È avvenuto allora che il presidente della Bocconi si prestò a introdurre in Italia misure di austerità draconiana imposte dall’Ue, all’indomani di un’opaca spirale speculativa innescata da un controverso accanimento da parte di Standard & Poor’s sul rating italiano. E la crisi che dall’autunno 2011 travolge le banche italiane che avevano resistito molto meglio di altre allo tsunami del 2008 non è quella che racconta il premier di allora: l’emergenza-liquidità che si trasmetteva dai titoli pubblici alle banche, cui ovviò la Bce (presieduta tuttavia da quella Mario Draghi che aveva co-firmato senza fiatare il diktat franco-tedesco a Roma).
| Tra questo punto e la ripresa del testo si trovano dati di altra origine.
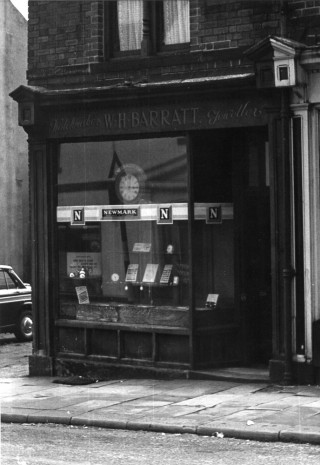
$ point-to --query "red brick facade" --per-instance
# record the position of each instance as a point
(66, 40)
Il vero “suicidio” del sistema bancario italiano è iniziato quando la recessione indotta dall’austerity ha cominciato a gonfiare la bolla delle sofferenze creditizie: quelle che ora nessun fondo Atlante riuscirà a eliminare dai bilanci bancari italiani. 



In secondo luogo – e anche su questo il racconto di Monti è del tutto opinabile – il calvario regolamentare delle banche italiane diventa definitivo nell’estate 2012. Sei mesi dopo il primo stress test Eba (sostanzialmente discriminatorio verso le banche italiane), la decisione del Consiglio Ue di avviare l’Unione bancaria – a valle del salvataggio delle banche spagnole – mette in cantiere la direttiva “bail in” che da mesi sta togliendo respiro ogni giorno al sistema creditizio italiano, in Borsa e fuori: imponendo risoluzioni e riassetti onerosissimi e vietando aiuti pubblici. Fino all’ennesimo luglio rovente.
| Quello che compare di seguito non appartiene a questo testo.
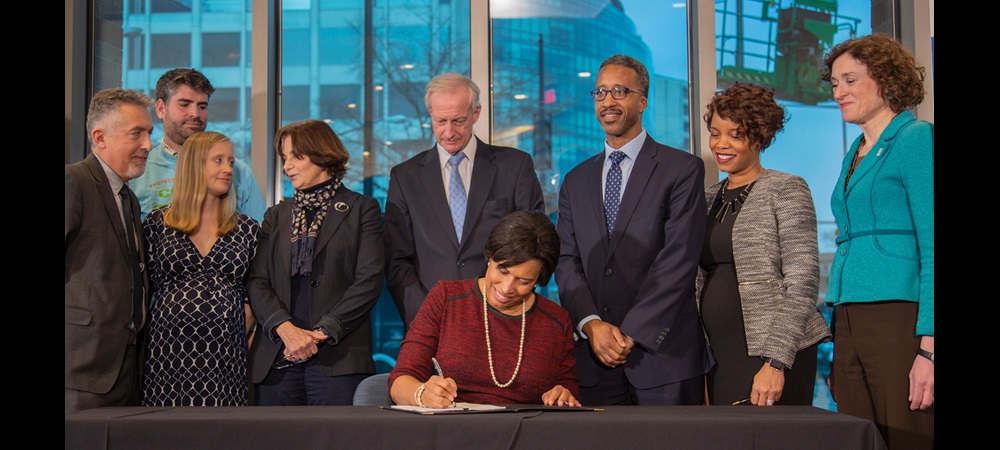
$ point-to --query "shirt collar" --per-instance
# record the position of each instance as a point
(631, 148)
(116, 181)
(469, 150)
Ha ragione Monti a sottolineare che “il Paese non è stato preparato” alla nuova cornice: ma il primo che avrebbe dovuto prepararlo e non l’ha fatto è stato lui.  Ed è soprattutto irritante leggere la pretesa di Monti di aver voluto salvaguardare la sovranità nazionale, rifiutando di chiedere aiuti di Stato. La resa politico-diplomatica alle burocrazie di Bruxelles (da parte di un ex commissario Ue) è stata dichiarata proprio dal premier tecnico. Dal 2014 Renzi ci ha messo del suo nel non riuscire a riguadagnare un solo millimetro presso l’Ue, nonostante conflitti sanguinosi. Però se c’è una situazione che il premier in carica ha ragione di affermare di aver ereditato “dal passato” è l’autolesionismo del governo Monti sul piano delle regole bancarie.
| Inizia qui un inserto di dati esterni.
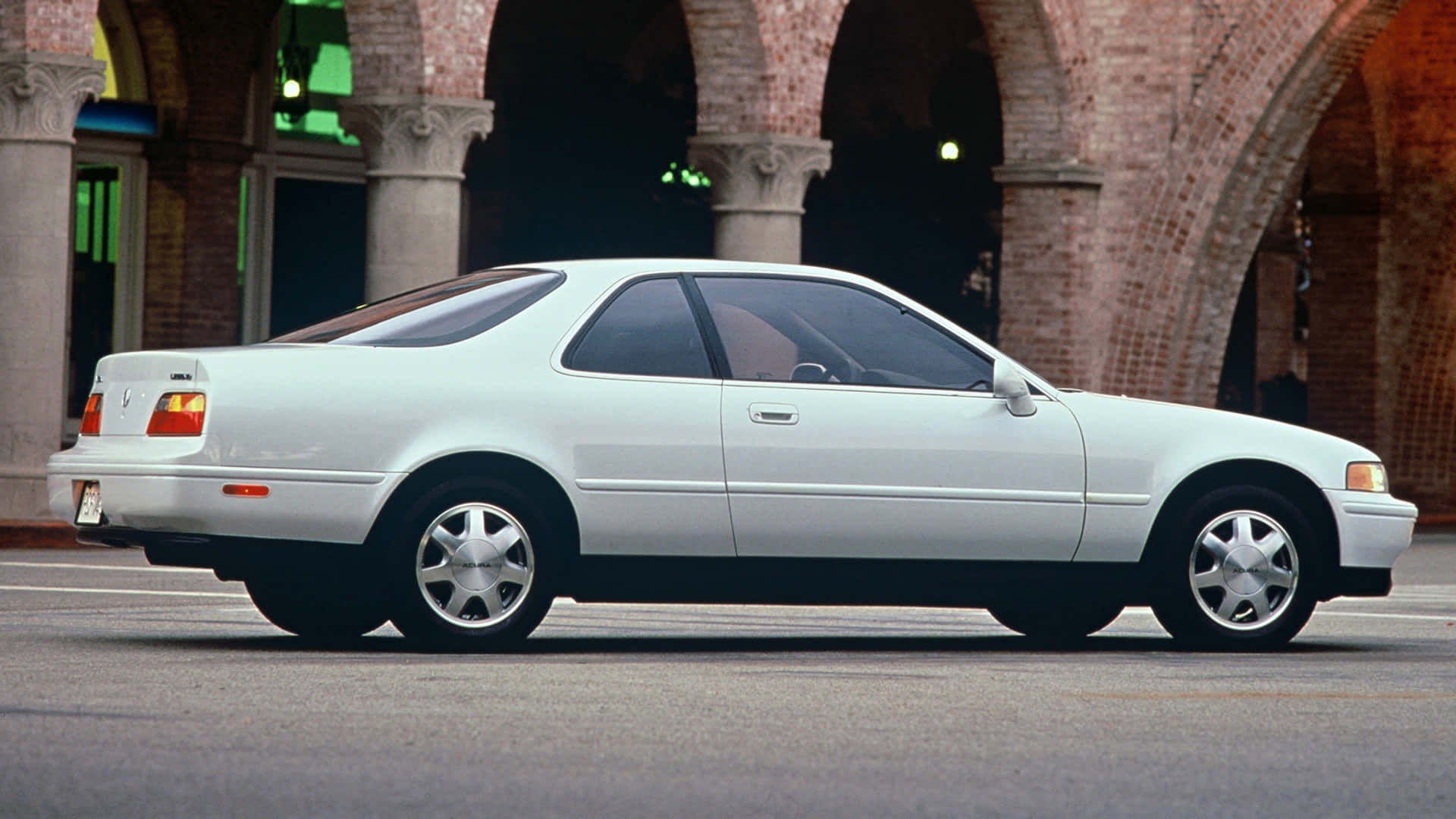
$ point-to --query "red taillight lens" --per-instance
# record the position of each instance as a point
(178, 414)
(91, 420)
P.S.: Monti non può fare a meno di ricordare che anche lui “si è ritrovato” la patata già allora grossa e bollente del Montepaschi. Lui che poteva, si limitò a sottoscrivere pochi Monti-bond: a posteriori del tutto inutili a risolvere la crisi già allora conclamata a Siena. In quattordici mesi di governo – praticamente con pieni poteri  e con l’autorevolezza  dell’economista e del tecnocrate Ue – avrebbe potuto come minimo  far chiarezza su quanto era avvenuto a Rocca Salimbeni. O per lo meno – allora, ma anche ora – avrebbe potuto dirci che idea si era fatto sulla responsabilità del crac che da anni e ancora in queste ore  sta avvelenando l’intera Azienda-Paese. Invece Monti, già a Natale, è stato il primo a contestare la provocazione di Renzi su una possibile commissione d’inchiesta sulle banche, dopo il dissesto di Etruria & C. 

Per fortuna di Monti, proprio a causa del caso Etruria, è molto difficile che Renzi stesso possa permettersi un’inchiesta puntata contro il passato recente. Ma la massima del governatore Guido Carli scagliata da Monti contro Renzi vale anche all’incontrario: “Gli italiani non sono dei cretini”. Vorrebbero certamente dei governanti o ex governanti più seri nel litigare sul risparmio e sul credito.